On ne pense jamais les choses assez loin,
assez à fond, on ne pense jamais les simples mots, les phrases simples assez
loin, assez à fond. On en fait usage comme d’un torchon pour essuyer un verre
sans même les regarder, les examiner, portent-ils une couleur ou un dessin particuliers.
On voit les choses, en use, on les use, mais ne peut ou ne veut penser,
explorer ce qu’elles sont, ce qu’elles disent. L’afflux sans fin des mots, des
phrases, des choses ! Fonction : détourner de les examiner. Tenter de
penser le plus loin possible, finis mentis, le sens d’un geste, d’un
échange.
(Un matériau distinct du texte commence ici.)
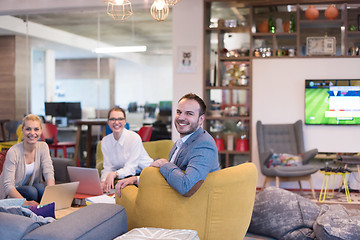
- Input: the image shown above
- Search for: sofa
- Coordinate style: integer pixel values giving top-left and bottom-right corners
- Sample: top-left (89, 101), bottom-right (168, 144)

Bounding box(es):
top-left (0, 203), bottom-right (127, 240)
top-left (116, 163), bottom-right (257, 240)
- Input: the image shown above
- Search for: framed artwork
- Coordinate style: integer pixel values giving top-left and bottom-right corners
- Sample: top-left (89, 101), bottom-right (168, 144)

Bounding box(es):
top-left (306, 37), bottom-right (336, 56)
top-left (177, 47), bottom-right (197, 73)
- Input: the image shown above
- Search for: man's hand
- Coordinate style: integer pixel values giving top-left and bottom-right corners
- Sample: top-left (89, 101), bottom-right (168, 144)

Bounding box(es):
top-left (101, 172), bottom-right (117, 193)
top-left (115, 176), bottom-right (137, 197)
top-left (150, 158), bottom-right (169, 168)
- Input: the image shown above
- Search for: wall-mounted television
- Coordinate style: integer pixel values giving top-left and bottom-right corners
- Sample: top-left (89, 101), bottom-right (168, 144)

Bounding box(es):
top-left (305, 79), bottom-right (360, 125)
top-left (45, 102), bottom-right (81, 119)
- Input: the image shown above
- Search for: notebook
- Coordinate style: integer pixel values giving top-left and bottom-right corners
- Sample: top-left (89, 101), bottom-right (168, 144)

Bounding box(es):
top-left (40, 182), bottom-right (79, 210)
top-left (67, 166), bottom-right (115, 198)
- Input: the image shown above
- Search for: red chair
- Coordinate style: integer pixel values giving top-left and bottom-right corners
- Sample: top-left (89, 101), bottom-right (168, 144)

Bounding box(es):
top-left (41, 123), bottom-right (75, 163)
top-left (138, 126), bottom-right (152, 142)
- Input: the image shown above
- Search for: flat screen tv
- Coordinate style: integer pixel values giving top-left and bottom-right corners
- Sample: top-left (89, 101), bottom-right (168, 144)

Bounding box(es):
top-left (45, 102), bottom-right (81, 119)
top-left (305, 79), bottom-right (360, 125)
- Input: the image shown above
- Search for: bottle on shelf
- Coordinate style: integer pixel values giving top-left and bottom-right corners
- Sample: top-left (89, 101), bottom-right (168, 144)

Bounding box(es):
top-left (268, 13), bottom-right (276, 33)
top-left (289, 12), bottom-right (296, 32)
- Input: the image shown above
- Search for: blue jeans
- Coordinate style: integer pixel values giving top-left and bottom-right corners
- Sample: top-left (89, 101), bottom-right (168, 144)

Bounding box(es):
top-left (16, 183), bottom-right (45, 203)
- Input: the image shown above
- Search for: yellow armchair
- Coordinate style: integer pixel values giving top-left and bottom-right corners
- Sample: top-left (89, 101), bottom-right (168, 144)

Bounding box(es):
top-left (116, 163), bottom-right (257, 240)
top-left (96, 140), bottom-right (174, 176)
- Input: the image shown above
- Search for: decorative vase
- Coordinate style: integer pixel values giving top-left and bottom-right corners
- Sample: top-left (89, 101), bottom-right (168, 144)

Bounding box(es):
top-left (305, 5), bottom-right (319, 20)
top-left (283, 21), bottom-right (290, 32)
top-left (325, 5), bottom-right (339, 20)
top-left (258, 20), bottom-right (268, 33)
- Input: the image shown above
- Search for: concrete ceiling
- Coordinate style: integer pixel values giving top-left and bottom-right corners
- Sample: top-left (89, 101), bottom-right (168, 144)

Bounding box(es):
top-left (0, 0), bottom-right (176, 58)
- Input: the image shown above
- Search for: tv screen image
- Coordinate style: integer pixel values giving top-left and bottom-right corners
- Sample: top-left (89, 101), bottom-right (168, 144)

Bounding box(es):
top-left (305, 79), bottom-right (360, 125)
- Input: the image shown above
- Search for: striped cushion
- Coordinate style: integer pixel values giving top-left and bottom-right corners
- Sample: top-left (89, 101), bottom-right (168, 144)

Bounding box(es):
top-left (114, 228), bottom-right (200, 240)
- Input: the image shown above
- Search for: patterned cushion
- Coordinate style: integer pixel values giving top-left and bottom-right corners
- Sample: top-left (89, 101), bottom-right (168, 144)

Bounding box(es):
top-left (314, 204), bottom-right (360, 240)
top-left (249, 187), bottom-right (320, 240)
top-left (29, 202), bottom-right (55, 218)
top-left (114, 228), bottom-right (200, 240)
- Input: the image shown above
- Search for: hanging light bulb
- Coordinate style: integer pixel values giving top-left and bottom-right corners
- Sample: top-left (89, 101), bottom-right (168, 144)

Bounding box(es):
top-left (150, 0), bottom-right (169, 22)
top-left (107, 0), bottom-right (133, 20)
top-left (165, 0), bottom-right (180, 7)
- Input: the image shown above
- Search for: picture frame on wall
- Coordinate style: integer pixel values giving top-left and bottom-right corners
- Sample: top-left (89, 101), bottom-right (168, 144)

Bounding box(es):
top-left (177, 46), bottom-right (197, 73)
top-left (306, 37), bottom-right (336, 56)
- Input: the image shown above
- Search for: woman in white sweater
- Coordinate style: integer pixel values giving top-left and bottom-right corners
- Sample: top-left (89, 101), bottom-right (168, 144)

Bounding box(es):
top-left (0, 114), bottom-right (55, 205)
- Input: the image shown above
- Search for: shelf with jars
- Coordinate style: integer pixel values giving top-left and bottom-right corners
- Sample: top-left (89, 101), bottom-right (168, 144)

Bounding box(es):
top-left (203, 0), bottom-right (360, 167)
top-left (251, 5), bottom-right (298, 58)
top-left (204, 1), bottom-right (251, 167)
top-left (251, 1), bottom-right (360, 57)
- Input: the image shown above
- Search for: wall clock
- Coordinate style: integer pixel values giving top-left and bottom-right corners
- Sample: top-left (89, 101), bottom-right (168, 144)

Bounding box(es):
top-left (306, 37), bottom-right (336, 56)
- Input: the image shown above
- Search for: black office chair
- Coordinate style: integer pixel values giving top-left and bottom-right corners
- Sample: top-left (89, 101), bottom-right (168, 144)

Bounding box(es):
top-left (256, 120), bottom-right (319, 199)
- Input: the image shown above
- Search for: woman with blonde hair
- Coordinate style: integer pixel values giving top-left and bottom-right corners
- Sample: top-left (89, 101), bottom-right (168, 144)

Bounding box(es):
top-left (0, 114), bottom-right (55, 205)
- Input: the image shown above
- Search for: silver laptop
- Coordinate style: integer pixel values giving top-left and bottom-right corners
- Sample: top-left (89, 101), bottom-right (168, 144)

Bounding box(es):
top-left (67, 166), bottom-right (115, 196)
top-left (40, 182), bottom-right (79, 210)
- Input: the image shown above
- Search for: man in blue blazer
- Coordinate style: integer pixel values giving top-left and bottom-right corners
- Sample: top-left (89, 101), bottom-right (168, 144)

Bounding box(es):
top-left (151, 93), bottom-right (219, 197)
top-left (115, 93), bottom-right (220, 197)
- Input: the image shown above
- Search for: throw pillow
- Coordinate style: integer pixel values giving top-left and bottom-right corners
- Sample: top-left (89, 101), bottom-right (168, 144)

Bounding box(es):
top-left (114, 227), bottom-right (200, 240)
top-left (249, 187), bottom-right (320, 240)
top-left (29, 202), bottom-right (55, 218)
top-left (267, 153), bottom-right (302, 167)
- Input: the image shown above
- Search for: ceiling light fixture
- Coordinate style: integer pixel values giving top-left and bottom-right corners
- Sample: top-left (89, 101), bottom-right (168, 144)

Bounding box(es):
top-left (104, 0), bottom-right (133, 20)
top-left (93, 46), bottom-right (147, 53)
top-left (150, 0), bottom-right (169, 22)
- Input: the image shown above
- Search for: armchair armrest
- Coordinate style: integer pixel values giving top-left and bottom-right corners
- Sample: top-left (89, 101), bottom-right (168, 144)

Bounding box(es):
top-left (259, 149), bottom-right (274, 165)
top-left (301, 148), bottom-right (318, 164)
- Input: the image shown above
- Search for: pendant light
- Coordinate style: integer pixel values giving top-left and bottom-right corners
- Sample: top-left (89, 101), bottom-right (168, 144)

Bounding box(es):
top-left (104, 0), bottom-right (133, 20)
top-left (150, 0), bottom-right (169, 22)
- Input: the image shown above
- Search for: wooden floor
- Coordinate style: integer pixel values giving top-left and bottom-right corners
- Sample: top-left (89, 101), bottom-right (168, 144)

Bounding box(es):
top-left (282, 190), bottom-right (360, 209)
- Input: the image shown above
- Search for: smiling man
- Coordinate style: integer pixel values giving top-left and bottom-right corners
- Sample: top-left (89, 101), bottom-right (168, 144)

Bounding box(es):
top-left (116, 93), bottom-right (219, 197)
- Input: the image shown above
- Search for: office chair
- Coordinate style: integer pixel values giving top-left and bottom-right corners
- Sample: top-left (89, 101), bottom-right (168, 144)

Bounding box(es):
top-left (41, 123), bottom-right (75, 158)
top-left (137, 126), bottom-right (153, 142)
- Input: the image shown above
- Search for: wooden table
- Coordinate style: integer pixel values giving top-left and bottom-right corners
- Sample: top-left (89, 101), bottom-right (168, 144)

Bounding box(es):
top-left (0, 119), bottom-right (10, 142)
top-left (74, 119), bottom-right (107, 167)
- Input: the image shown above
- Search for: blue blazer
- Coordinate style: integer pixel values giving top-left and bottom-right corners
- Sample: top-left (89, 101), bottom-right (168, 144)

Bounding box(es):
top-left (160, 128), bottom-right (220, 196)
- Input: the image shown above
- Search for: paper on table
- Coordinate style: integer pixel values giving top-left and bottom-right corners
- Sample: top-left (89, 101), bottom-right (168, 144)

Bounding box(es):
top-left (85, 194), bottom-right (115, 203)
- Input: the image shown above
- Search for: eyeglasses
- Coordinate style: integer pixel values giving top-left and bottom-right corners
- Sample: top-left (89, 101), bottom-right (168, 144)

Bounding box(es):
top-left (109, 118), bottom-right (125, 122)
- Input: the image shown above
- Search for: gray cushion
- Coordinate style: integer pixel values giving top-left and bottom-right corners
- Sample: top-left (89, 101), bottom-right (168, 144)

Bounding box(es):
top-left (249, 187), bottom-right (320, 240)
top-left (0, 213), bottom-right (40, 240)
top-left (314, 204), bottom-right (360, 240)
top-left (24, 203), bottom-right (127, 240)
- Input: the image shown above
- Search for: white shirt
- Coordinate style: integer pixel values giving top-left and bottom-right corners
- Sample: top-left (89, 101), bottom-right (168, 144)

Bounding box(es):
top-left (101, 129), bottom-right (153, 181)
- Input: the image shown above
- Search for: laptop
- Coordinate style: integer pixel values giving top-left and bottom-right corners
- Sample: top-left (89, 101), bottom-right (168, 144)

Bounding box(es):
top-left (40, 182), bottom-right (79, 210)
top-left (67, 166), bottom-right (115, 198)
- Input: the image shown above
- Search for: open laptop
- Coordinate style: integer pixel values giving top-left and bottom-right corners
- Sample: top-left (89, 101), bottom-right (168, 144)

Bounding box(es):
top-left (40, 182), bottom-right (79, 210)
top-left (67, 166), bottom-right (115, 198)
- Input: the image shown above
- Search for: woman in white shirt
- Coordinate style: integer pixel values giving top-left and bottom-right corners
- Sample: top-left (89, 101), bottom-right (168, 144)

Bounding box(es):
top-left (0, 114), bottom-right (55, 205)
top-left (101, 107), bottom-right (153, 192)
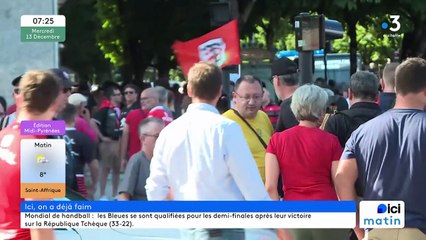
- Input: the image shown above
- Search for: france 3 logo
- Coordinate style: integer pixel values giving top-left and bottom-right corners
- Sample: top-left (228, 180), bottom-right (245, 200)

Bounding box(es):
top-left (359, 201), bottom-right (405, 228)
top-left (381, 15), bottom-right (401, 32)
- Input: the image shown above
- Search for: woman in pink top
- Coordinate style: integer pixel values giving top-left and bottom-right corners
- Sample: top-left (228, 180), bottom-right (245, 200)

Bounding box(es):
top-left (265, 84), bottom-right (348, 240)
top-left (68, 93), bottom-right (98, 142)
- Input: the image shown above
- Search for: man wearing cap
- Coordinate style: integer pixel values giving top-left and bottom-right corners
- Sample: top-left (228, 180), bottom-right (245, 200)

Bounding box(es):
top-left (272, 58), bottom-right (299, 132)
top-left (68, 93), bottom-right (98, 142)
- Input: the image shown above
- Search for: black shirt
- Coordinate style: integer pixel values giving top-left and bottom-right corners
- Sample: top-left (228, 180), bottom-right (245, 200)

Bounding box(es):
top-left (324, 102), bottom-right (381, 148)
top-left (275, 97), bottom-right (299, 132)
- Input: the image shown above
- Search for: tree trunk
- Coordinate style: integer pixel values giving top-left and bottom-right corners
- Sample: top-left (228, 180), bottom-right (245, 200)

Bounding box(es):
top-left (346, 17), bottom-right (358, 75)
top-left (238, 0), bottom-right (256, 32)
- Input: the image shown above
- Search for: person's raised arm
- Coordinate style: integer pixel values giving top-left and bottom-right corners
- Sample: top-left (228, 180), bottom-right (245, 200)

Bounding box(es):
top-left (265, 153), bottom-right (280, 200)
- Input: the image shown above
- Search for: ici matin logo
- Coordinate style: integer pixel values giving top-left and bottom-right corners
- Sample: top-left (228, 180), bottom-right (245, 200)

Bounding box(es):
top-left (359, 201), bottom-right (405, 228)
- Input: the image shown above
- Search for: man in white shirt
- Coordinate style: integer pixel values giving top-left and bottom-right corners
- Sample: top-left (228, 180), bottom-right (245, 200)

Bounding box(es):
top-left (145, 62), bottom-right (270, 239)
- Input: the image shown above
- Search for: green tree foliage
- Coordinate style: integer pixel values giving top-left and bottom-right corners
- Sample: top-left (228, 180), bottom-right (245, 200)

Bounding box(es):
top-left (59, 0), bottom-right (110, 82)
top-left (96, 0), bottom-right (210, 84)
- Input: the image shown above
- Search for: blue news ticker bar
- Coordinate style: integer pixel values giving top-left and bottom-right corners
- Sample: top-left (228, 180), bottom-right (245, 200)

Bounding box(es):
top-left (21, 201), bottom-right (356, 212)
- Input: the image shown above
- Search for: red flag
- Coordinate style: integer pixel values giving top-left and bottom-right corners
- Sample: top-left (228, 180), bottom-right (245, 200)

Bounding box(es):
top-left (172, 20), bottom-right (240, 76)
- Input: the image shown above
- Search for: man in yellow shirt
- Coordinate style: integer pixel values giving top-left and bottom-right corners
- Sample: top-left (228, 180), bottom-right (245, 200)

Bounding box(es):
top-left (223, 75), bottom-right (274, 182)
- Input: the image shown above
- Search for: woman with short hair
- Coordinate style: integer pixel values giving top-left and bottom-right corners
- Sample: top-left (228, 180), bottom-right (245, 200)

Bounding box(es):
top-left (265, 84), bottom-right (348, 240)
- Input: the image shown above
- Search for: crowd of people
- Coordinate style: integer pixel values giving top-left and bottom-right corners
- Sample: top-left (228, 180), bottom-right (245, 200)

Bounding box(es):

Passer de l’autre côté de la simple surface, de l’apparence. Apparence
opaque, apparence écran qui masque la profondeur, miroir sans tain, du mauvais
côté de la barrière. Aveuglés par la réflexion, incapables de réflexion. Devant
un mur, glace qui arrête, fige l’image dans le miroir. Elle est vide, elle est
froide, elle est morte. Seul moyen de la revivifier, la stopper net : les mots.
Attraper l’image avec des mots, commencer à l’attaquer avec des mots. La
dé-crire, la dés-imager en l’écrivant. Telle scène, l’ouvrir au-delà de l’image
incrustée pour la faire parler, explorer ce figé de l’image, interroger les
bords de l’image, en nommer les parties, faire le relevé du masqué. Destituer
l’image de son statut d’image, la faire bouger, non comme au cinéma, mais en la
nommant, en l’habillant de mots seuls aptes à la rendre complexe, polysémique,
vivante, vibrante… parlante. Qu’elle ne s’instaure photo mais tende vers le
livre. Pour « livrer » quelques-uns de ses secrets.